Durant mon passage au CFPEN (Centre de Formation des Professionnels de l’Education Nationale), notre professeur de psychopédagogie a mis en place un atelier (APA-Atelier Pratique d’Analyse) pour les classes de 2ème Année. Une fois par semaine, nous nous réunissions pour évoquer des thèmes relatifs à l’enseignement.

Un jour, il nous posa une question à chacun d’entre nous: « Pourquoi as-tu choisi d’etre instituteur? »

L’un d’entre nous répondit qu’après avoir échoué au baccaluréat, il avait exercé le métier de pointeur au Port, puis avait connu une période assez longue de chômage. Comme il n’avait pas voulu s’engager dans les forces armées, dont la discipline lui apparaissait trop contrariante, il avait décidé en fin de compte de tenter sa chance à l’examen d’entrée à l’ Ecole Normale.  Après trois essais infructueux, il avait enfin réussi à se faire admettre.

Un autre camarade de classe nous exposa ensuite son parcours.
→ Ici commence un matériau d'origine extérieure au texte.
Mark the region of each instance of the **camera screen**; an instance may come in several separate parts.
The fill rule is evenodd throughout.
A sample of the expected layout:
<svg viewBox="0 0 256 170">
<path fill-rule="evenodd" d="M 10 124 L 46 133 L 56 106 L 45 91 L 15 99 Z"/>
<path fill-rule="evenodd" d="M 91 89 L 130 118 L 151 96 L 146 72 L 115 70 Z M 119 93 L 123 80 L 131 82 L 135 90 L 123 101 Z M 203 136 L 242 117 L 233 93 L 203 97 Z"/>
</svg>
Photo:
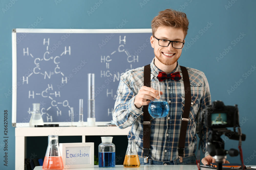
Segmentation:
<svg viewBox="0 0 256 170">
<path fill-rule="evenodd" d="M 218 113 L 211 114 L 212 125 L 220 125 L 226 124 L 227 123 L 226 113 Z"/>
</svg>

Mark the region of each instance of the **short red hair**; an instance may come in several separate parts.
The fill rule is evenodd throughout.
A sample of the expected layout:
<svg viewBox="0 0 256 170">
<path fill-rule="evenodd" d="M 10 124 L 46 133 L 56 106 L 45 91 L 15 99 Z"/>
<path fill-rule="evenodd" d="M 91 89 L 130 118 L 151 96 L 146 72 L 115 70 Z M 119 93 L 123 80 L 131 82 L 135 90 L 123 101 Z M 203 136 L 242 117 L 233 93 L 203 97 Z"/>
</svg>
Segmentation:
<svg viewBox="0 0 256 170">
<path fill-rule="evenodd" d="M 181 28 L 184 32 L 184 39 L 188 29 L 188 20 L 186 14 L 172 9 L 167 9 L 159 12 L 151 22 L 152 33 L 155 33 L 158 27 L 163 26 L 170 26 L 175 28 Z"/>
</svg>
Il avait tout d’abord été gendarme, mais après plusieurs années, il avait choisi de rejoindre le Ministère de l’Education. La raison était toute simple: le salaire était plus important…

Ces quelques réponses nous renseignent sur le rapport que nous entretenons avec le métier d’enseignant. Que représente pour nous le fait de devenir instituteur?
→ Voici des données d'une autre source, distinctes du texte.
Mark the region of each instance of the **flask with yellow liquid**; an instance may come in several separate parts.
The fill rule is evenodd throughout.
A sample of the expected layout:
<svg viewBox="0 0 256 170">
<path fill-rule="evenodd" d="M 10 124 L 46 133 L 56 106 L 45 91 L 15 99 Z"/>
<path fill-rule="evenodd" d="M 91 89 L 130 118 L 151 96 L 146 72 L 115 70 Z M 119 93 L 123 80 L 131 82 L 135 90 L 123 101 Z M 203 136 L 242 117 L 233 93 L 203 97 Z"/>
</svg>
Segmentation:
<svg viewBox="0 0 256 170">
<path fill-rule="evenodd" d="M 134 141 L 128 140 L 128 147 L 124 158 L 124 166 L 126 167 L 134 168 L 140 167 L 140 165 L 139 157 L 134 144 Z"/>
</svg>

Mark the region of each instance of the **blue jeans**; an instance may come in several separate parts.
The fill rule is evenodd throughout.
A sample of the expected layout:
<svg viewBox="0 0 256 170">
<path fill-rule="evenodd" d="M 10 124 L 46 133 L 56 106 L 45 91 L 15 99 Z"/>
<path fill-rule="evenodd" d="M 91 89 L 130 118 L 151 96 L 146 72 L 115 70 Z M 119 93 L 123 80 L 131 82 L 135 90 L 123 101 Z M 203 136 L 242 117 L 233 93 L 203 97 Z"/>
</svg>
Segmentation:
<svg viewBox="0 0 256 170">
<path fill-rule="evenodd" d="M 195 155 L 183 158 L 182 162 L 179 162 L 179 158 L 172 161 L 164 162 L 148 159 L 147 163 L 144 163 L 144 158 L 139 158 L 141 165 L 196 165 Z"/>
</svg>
Apparemment, pour la plupart d’entre nous, ce n’était qu’un simple gagne-pain, qui présente l’avantage d’être bien rémunéré et de faire partie du corps des fonctionnaires, ce qui n’est pas négligeable.
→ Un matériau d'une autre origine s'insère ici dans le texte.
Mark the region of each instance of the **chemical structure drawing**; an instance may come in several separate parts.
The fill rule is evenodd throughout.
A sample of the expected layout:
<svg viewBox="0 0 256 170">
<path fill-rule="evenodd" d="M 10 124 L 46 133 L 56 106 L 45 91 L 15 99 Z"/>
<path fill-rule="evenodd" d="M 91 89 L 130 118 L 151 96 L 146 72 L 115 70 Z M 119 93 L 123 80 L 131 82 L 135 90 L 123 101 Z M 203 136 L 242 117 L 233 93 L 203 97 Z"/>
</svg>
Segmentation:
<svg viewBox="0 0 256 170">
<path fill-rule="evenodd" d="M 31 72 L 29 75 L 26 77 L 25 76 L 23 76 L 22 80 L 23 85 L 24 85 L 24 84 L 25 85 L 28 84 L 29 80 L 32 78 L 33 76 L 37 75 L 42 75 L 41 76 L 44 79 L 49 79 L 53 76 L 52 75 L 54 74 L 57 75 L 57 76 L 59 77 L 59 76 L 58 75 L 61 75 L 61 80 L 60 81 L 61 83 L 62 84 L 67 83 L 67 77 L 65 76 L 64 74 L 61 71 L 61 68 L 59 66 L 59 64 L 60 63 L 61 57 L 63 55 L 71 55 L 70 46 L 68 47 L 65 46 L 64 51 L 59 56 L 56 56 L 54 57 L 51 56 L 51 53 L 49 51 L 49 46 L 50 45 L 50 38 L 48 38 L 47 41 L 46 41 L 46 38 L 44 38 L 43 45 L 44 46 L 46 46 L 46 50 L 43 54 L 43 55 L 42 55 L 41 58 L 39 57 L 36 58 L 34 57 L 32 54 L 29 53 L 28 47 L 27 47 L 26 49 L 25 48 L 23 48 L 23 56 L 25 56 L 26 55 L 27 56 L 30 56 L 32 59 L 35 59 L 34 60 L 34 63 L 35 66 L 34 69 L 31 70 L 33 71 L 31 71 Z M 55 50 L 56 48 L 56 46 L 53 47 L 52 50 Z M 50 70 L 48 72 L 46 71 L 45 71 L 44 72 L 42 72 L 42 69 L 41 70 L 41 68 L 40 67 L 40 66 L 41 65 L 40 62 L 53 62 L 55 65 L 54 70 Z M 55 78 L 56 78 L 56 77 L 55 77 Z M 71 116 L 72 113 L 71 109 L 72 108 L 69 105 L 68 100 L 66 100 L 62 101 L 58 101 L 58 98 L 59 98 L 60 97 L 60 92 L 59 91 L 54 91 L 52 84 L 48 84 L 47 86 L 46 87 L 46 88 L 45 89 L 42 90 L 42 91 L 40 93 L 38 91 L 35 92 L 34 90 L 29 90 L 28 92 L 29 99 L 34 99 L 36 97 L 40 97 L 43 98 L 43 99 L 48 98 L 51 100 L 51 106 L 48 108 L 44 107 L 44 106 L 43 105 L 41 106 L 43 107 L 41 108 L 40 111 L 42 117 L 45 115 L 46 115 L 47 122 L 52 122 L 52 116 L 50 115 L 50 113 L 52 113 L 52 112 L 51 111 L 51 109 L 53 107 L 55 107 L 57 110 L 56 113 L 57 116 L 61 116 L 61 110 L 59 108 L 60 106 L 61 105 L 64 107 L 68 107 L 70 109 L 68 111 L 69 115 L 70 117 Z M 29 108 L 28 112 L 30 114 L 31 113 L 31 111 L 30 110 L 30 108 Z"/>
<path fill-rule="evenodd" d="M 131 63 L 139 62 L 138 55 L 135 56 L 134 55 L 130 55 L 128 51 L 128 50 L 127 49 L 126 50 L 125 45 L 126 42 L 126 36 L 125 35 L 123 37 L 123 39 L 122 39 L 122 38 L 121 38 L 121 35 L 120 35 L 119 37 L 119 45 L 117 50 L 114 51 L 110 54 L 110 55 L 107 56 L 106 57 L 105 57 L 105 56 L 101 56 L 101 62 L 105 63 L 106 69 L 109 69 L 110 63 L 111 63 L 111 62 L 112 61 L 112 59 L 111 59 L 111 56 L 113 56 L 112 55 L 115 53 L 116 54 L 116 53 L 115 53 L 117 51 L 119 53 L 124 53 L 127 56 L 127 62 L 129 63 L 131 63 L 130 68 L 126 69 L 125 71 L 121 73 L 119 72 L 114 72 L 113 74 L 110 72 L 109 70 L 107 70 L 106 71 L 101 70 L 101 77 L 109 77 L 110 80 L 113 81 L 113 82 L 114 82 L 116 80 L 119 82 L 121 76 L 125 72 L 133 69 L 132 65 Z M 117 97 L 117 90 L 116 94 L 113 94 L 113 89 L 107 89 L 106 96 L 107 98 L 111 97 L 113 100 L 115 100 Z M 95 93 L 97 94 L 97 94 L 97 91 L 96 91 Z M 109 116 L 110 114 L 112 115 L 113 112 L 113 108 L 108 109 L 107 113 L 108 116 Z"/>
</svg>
Ce qui est le plus surprenant, cependant, c’est qu’aucun d’entre nous n’a évoqué le plaisir d’enseigner, ou l’amour des enfants comme une motivation qui l’aurait poussé à vouloir devenir instituteur. Le métier d’enseignant n’est plus une vocation, mais « un travail alimentaire », dans le sens où il permet de vivre.